Ohio exonerees Robert McClendon, Joseph Fears and Raymond Towler spent a combined 72 years behind bars for rapes they didn’t commit before DNA proved their innocence decades later.
A story in yesterday’s Columbus Dispatch
checked in with the three men and found them enjoying life outside prison but struggling to regain their freedom in a modern society.
No support group teaches them how to establish credit, use a cell phone, discipline grandchildren, retake the state’s driver’s test, read the fine print on mortgage documents, ask a woman for a date, manage money accounts, apply for a job, sign up for health insurance or even order coffee at Starbucks.
McClendon found himself frustrated with the process of buying a house, Fears found himself surrounded by teenagers when he went to take his driver’s test, and Towler found himself lucky to have a job delivering mail in an office building and relieved not to be sitting in a cubicle.
“You can’t take the attitude that society owes us something because of what happened,” McClendon said. “We owe it to ourselves to make the right choices.
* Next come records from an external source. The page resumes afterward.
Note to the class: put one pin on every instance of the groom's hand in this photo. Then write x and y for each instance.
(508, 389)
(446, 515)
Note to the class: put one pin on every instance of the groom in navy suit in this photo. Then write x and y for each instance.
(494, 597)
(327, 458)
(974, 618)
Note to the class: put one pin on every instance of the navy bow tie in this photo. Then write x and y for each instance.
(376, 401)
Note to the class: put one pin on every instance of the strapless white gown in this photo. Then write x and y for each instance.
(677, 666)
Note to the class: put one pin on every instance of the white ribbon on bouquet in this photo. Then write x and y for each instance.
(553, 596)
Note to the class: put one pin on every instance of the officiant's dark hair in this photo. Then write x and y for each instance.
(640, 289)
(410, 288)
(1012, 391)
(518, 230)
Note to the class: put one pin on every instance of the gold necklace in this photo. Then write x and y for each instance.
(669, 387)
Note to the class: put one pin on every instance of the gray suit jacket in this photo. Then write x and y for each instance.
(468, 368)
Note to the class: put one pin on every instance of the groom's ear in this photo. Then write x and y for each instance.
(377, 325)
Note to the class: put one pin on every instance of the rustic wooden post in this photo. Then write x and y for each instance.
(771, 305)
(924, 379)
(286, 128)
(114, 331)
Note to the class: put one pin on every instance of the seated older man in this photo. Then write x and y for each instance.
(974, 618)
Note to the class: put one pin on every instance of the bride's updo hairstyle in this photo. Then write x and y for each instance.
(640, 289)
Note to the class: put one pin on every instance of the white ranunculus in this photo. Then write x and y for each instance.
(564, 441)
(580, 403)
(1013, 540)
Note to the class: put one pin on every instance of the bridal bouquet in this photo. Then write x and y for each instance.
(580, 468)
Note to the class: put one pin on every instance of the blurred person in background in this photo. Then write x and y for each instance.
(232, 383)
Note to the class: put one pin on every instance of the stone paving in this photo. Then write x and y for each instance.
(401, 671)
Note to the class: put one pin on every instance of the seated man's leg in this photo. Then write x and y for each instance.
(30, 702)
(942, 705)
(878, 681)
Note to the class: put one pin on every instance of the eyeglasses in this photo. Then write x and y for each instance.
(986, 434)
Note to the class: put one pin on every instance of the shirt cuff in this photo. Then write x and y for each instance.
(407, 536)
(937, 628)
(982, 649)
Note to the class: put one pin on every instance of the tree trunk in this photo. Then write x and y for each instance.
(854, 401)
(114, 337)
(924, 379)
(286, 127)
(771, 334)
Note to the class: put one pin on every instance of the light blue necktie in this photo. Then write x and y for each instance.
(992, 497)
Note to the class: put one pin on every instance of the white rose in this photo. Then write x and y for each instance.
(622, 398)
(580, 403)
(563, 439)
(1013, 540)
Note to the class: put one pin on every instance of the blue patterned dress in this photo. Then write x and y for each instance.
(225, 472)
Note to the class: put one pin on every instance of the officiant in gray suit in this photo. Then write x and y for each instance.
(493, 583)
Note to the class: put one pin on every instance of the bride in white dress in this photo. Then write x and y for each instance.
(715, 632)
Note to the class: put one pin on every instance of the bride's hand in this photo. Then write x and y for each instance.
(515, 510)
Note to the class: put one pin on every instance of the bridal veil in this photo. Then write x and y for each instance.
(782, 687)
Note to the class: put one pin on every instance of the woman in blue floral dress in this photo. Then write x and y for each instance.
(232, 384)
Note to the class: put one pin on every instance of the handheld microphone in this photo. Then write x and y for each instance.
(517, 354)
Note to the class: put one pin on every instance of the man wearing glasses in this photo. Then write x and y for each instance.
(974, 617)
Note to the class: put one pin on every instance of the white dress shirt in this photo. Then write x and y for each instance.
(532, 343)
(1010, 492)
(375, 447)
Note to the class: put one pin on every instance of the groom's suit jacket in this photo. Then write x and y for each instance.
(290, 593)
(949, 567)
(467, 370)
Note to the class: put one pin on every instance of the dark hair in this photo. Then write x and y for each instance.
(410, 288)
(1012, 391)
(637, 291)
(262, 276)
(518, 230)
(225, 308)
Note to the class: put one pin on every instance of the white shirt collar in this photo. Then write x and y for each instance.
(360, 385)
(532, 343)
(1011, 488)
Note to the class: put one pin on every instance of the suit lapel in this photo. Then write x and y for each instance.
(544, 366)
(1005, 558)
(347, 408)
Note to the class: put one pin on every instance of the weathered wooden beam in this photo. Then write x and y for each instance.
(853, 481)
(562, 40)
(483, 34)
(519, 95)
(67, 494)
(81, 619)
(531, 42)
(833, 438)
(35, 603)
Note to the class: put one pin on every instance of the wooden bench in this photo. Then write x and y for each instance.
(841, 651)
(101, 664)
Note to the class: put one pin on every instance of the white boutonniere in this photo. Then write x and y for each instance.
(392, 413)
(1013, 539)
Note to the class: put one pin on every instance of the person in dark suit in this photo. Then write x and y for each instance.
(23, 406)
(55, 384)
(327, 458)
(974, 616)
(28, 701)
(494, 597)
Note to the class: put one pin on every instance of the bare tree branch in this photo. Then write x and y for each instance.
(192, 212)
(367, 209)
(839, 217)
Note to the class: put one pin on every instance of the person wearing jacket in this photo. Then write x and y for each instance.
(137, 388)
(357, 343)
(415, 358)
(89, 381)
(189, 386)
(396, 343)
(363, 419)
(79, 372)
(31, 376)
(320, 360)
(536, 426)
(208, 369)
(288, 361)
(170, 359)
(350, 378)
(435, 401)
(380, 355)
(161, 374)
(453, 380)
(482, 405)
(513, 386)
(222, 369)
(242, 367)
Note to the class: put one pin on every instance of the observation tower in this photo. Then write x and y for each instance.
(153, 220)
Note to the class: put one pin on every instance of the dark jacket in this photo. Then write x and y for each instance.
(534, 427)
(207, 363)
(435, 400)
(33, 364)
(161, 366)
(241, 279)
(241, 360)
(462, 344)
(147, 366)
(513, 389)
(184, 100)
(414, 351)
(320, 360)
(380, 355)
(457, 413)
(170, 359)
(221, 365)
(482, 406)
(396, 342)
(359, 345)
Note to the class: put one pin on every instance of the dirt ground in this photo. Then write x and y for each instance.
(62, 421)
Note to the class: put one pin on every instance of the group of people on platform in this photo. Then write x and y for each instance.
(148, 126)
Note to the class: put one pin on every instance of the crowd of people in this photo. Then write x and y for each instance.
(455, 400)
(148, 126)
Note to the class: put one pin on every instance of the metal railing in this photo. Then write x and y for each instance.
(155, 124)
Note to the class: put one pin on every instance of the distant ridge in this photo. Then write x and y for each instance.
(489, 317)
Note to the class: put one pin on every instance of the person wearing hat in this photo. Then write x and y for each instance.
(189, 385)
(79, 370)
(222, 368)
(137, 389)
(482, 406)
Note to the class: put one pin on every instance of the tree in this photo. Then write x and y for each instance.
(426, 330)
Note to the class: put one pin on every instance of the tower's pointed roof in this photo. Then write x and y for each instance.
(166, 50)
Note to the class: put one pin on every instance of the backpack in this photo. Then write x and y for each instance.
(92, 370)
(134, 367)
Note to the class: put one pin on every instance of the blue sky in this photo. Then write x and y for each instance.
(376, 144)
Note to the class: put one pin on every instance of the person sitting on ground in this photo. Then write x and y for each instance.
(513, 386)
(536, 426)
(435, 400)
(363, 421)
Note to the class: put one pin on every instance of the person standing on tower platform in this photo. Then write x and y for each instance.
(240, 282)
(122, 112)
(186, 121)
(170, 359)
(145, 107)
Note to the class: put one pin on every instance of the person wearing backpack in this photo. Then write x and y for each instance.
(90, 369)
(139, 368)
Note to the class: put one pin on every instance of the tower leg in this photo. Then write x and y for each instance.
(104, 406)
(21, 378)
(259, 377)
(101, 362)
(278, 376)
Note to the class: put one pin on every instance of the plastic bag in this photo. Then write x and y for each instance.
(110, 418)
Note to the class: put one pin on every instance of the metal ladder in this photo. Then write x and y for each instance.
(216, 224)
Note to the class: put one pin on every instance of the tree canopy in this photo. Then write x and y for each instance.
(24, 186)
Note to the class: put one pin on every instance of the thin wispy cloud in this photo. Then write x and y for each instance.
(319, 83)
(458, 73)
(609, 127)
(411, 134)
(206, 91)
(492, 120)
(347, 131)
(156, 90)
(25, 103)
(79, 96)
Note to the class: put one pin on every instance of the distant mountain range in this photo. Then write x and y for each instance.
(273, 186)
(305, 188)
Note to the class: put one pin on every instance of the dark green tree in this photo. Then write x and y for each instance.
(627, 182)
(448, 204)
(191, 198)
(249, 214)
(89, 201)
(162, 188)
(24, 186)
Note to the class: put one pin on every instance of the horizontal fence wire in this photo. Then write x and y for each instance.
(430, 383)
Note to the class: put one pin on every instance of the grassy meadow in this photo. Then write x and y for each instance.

The trick is knowing which ones are the right ones.”
Towler’s story captured the attention of the CEO of Medical Mutual, who contacted the Ohio Innocence Project to see if he needed employment. After going through the standard hiring process, Towler now works for the company, and his colleagues say he has had a positive impact.
Last week, Towler’s attorney reached a tentative agreement with the Ohio attorney general’s office for $2.57 million, which if approved by the Court of Claims, would be the largest wrongful conviction settlement in state history.
But exonerees aren’t given a manual about how to save and spend when they receive a settlement, and only 27 states plus D.C. having compensation statutes in the first place.